This is my castle

Castle Rock, New Zealand.

The bulk of my body weight rests on my left foot, which is wedged into a pocket in the rock up to the ball of the foot. Bent at the waist, my right hand presses against the rough rock providing enough friction to keep it in place. There is a slight outcrop against which the palm of my hand rests. Just below my waist, my right foot has found a hole in the rock just big enough to wedge my toes. My foot is at the upper extremes of what my flexibility will allow. It is too high to raise my body against. Searching the rock, my right middle finger finds what it’s looking for. A hole in rock about the diameter of a US quarter, deep enough to get a solitary finger in to the first knuckle. My left hand comes away from the rock as I slowly bend to the right to straighten my body and begin shifting my weight to my left foot. I’ll have to pull up on my right middle finger until my right foot can take the weight.

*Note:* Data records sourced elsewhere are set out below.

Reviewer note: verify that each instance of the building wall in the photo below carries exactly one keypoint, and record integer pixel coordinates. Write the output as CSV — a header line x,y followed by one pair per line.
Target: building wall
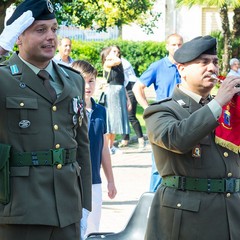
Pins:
x,y
188,22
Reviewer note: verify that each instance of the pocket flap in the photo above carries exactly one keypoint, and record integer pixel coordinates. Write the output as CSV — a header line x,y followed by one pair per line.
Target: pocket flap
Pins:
x,y
19,171
4,154
21,102
179,201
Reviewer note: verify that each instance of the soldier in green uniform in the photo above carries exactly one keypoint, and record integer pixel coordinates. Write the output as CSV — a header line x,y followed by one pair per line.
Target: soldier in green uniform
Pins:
x,y
45,169
199,196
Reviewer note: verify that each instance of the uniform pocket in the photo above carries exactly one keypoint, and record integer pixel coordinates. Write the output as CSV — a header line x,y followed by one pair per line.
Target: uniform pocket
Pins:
x,y
21,112
180,202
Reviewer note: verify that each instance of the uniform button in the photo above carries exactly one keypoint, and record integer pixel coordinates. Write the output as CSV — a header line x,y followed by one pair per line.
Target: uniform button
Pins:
x,y
59,166
225,154
229,174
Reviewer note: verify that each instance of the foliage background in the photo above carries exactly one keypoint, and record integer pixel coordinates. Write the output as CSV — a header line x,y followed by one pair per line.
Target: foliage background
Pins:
x,y
140,54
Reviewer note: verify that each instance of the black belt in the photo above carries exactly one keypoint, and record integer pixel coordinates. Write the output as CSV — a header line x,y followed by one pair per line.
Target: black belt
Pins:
x,y
43,158
222,185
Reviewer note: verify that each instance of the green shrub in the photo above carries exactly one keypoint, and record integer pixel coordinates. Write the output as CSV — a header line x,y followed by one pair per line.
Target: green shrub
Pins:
x,y
140,54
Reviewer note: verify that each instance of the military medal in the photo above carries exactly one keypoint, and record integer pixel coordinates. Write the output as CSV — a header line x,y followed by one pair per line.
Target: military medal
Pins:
x,y
196,152
14,69
227,116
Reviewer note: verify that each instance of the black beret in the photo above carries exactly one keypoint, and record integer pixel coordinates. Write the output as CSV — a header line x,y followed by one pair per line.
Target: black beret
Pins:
x,y
41,10
194,48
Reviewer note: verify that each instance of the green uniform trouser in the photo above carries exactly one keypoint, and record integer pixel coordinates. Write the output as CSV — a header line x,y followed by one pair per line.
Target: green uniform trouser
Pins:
x,y
39,232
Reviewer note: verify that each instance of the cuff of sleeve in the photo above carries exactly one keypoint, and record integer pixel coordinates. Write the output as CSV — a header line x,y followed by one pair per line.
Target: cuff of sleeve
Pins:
x,y
215,108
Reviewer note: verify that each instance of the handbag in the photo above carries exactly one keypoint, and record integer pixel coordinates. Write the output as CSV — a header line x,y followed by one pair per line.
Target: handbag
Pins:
x,y
102,99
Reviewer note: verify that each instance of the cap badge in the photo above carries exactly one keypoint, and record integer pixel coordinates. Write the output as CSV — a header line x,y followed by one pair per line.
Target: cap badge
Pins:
x,y
50,6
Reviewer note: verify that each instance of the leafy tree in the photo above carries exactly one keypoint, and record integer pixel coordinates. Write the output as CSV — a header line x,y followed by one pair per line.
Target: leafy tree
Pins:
x,y
3,6
99,14
223,5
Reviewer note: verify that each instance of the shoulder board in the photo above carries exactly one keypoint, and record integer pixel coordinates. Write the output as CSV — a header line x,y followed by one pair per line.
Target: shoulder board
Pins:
x,y
63,66
161,101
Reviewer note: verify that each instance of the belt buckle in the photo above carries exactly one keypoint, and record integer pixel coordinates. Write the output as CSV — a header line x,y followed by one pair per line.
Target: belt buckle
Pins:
x,y
230,185
57,156
182,183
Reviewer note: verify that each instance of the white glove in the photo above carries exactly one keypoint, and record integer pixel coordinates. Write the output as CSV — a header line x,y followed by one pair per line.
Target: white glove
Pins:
x,y
11,32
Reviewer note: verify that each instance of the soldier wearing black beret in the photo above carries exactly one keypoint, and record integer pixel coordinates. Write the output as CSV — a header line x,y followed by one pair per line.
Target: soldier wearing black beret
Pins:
x,y
45,169
200,179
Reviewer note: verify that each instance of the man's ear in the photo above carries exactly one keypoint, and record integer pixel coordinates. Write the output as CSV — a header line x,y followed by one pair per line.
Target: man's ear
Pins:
x,y
19,41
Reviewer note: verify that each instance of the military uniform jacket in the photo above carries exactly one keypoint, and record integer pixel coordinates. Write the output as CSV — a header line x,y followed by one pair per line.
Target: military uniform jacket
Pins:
x,y
174,130
44,194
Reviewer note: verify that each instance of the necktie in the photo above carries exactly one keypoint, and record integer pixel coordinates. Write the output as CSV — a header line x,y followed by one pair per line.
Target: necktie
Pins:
x,y
205,101
44,75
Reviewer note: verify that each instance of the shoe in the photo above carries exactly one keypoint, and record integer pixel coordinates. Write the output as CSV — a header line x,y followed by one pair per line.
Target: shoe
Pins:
x,y
141,143
114,150
123,143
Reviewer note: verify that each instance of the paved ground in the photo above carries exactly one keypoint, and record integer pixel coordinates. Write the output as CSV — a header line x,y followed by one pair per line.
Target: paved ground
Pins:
x,y
132,171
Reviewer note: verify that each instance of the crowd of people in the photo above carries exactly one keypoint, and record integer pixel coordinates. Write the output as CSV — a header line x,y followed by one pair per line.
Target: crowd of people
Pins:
x,y
55,137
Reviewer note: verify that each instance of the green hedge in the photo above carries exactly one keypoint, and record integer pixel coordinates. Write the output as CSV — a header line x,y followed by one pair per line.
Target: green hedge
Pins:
x,y
139,54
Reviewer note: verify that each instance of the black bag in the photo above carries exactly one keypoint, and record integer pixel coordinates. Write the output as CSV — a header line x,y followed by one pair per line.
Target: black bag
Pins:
x,y
4,173
103,99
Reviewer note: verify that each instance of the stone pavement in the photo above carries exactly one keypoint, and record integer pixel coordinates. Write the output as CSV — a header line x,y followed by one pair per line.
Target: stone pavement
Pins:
x,y
132,170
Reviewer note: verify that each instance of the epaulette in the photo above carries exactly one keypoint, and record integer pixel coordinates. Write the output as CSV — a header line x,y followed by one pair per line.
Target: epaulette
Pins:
x,y
161,101
68,68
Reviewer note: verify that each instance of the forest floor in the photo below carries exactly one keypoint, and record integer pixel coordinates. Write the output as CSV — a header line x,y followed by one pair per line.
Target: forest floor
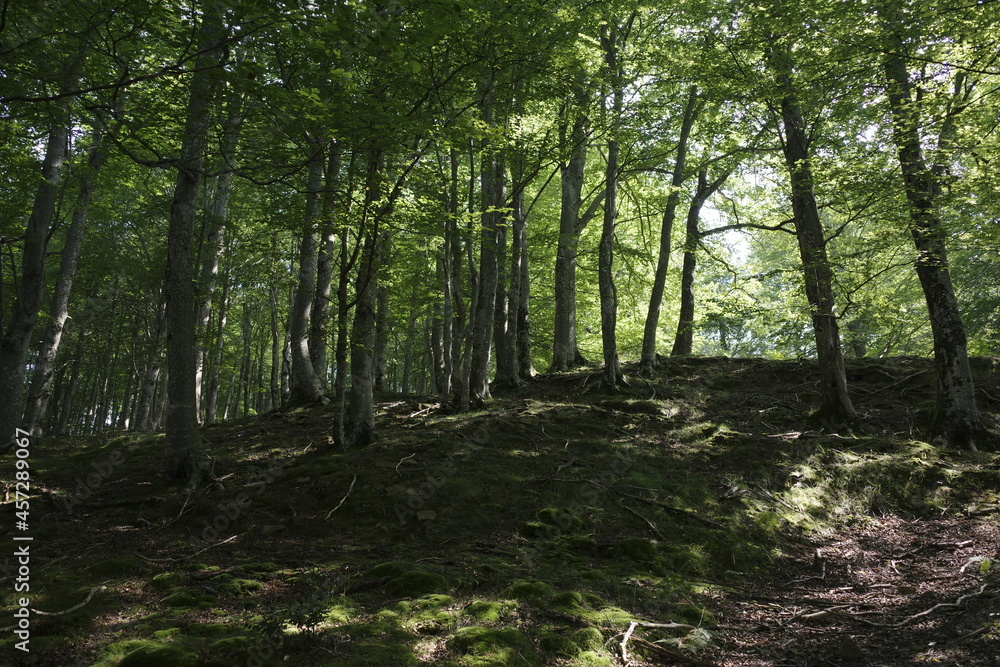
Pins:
x,y
695,518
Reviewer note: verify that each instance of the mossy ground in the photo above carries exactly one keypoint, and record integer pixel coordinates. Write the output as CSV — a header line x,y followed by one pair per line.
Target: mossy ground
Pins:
x,y
529,533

The sequence goes off without difficulty. It should. This is the third time I’ve done this route. The first two times were with the rope above me. Now, it is below me. A fall now would only stop once I reached the bolt below me. It’s not terribly far, but it is disconcerting. Which it shouldn’t be. But this trip is the second time I’ve been on actual rock in a year. It’s the first time since I’ve been to the South Pole. The physical isn’t difficult. The physical feels good. We are climbing outside in the sun.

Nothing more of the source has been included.